The problem is the many cities in the West are objectively terrible compared to cities elsewhere in the world, so many people who don't have that global perspective come to China and think "it's so futuristic" or so, when in reality it's something that has been achieved elsewhere decades ago and China is just one in the line of a common trend. Even when others in this thread say cities like Singapore or Hong Kong are "futuristic", Singapore has been like that since the late 90s, that's not futuristic, it's rather the norm since the 2000s. Certainly those from Asia, even Southeast Asia aren't finding those cities paticularly revolutionary, if not a bit shinier.
Some Chinese Cities may try to "integrate" tech more like in Shenzhen with drone delivery, flying taxis here, or qr-code scanning or whatnot, but that's just more of gimmicks for a select few rather than fundamental lifestyle changes. Far as I would say, Tokyo is still likely the most "developed" of cities in terms of quality of life.
Do you mean North America? Because cities in Europe and Oceania are wildly different from the cities in North America and definitely not 'objectively terrible compared to cities elsewhere in the world' (which includes cities in Africa, which honestly aren't amazing).
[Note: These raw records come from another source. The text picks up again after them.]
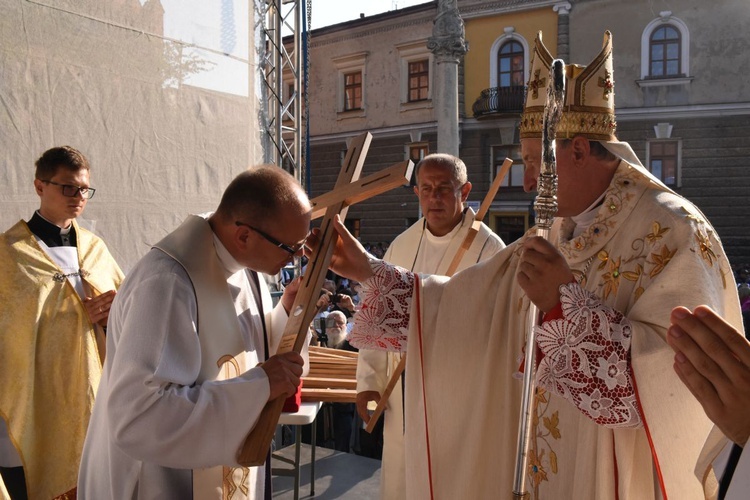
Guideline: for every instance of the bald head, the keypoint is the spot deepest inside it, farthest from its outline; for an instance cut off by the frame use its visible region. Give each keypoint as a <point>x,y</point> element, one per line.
<point>447,162</point>
<point>261,192</point>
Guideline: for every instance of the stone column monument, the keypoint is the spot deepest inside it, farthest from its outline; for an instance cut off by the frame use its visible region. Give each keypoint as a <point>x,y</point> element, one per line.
<point>449,46</point>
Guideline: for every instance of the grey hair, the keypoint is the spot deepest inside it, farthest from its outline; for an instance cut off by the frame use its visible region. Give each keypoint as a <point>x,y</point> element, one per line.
<point>449,162</point>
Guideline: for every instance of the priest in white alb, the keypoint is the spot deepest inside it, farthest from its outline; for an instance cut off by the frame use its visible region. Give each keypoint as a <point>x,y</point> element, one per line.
<point>611,418</point>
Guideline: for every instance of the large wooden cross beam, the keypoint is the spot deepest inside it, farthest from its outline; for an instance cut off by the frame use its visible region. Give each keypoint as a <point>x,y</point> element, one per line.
<point>348,190</point>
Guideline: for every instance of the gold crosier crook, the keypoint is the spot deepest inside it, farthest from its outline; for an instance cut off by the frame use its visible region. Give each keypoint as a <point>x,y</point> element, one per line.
<point>545,207</point>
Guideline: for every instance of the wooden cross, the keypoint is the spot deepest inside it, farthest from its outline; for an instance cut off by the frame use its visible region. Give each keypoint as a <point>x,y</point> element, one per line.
<point>257,443</point>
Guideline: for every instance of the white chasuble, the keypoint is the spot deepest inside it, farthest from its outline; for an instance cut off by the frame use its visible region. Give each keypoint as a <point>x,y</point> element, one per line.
<point>643,255</point>
<point>420,251</point>
<point>224,306</point>
<point>181,387</point>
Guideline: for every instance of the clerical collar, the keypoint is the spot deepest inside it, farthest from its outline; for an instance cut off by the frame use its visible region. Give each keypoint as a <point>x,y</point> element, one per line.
<point>229,263</point>
<point>51,234</point>
<point>586,218</point>
<point>448,236</point>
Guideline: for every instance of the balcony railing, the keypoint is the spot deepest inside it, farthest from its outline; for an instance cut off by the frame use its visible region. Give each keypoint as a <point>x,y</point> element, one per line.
<point>499,100</point>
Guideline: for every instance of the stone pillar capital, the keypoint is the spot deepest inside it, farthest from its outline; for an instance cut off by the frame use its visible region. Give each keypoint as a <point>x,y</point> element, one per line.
<point>562,8</point>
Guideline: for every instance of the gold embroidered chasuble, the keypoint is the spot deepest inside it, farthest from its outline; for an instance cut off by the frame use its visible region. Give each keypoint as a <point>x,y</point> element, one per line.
<point>647,251</point>
<point>49,363</point>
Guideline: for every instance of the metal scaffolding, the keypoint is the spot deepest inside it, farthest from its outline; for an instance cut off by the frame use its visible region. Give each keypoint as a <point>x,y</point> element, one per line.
<point>280,70</point>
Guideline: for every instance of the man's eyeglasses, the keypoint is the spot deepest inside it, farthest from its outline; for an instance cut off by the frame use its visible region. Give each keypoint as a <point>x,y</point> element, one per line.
<point>291,250</point>
<point>72,191</point>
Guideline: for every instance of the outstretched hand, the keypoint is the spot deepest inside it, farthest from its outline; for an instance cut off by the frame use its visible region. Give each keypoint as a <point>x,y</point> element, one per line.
<point>713,360</point>
<point>349,256</point>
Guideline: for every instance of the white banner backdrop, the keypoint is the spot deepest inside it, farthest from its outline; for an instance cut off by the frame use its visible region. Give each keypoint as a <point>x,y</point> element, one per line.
<point>159,95</point>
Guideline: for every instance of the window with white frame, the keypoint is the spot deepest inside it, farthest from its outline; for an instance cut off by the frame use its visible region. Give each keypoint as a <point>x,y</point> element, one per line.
<point>665,47</point>
<point>416,74</point>
<point>510,65</point>
<point>664,52</point>
<point>352,90</point>
<point>509,58</point>
<point>419,80</point>
<point>351,82</point>
<point>663,159</point>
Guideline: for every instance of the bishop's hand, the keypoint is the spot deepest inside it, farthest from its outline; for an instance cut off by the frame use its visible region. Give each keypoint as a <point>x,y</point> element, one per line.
<point>541,271</point>
<point>713,360</point>
<point>350,259</point>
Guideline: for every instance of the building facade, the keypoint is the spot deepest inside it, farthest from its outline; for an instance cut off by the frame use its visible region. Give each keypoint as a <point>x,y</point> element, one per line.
<point>679,100</point>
Tokyo feels more retro futuristic than modern futuristic. Aside from the Shinkansen, a lot of the tech and software you interact with there feels antiquated and even borderline terrible. Meanwhile in SF there are self driving cars everywhere, tech company billboards everywhere, apps with great UX, etc.
I have not been to either for 20+ years, but Singapore or Hong Kong did not feel futuristic to me. Singapore is certainly efficiently run and clean, but at the time I definitely would have preferred living in London (or multiple smaller British cities), or Paris, or Sydney (culturally, if not geographically, western)
Singapore will always be Disneyland with the Death Penalty (early 90s) in my book. But seriously, china built outs its cities much later than the west, and they have a cyberpunk feel. But it feels like a lot of gimmicks, even Japan feels like that (they build things like Tokyo's Skytree, but it isn't very practical, and they just repeat this all over the country). If you live in a city, the basics matter, like...nice public transit, which china has built out very nicely in the last two decades.
Some Chinese Cities may try to "integrate" tech more like in Shenzhen with drone delivery, flying taxis here, or qr-code scanning or whatnot, but that's just more of gimmicks for a select few rather than fundamental lifestyle changes. Far as I would say, Tokyo is still likely the most "developed" of cities in terms of quality of life.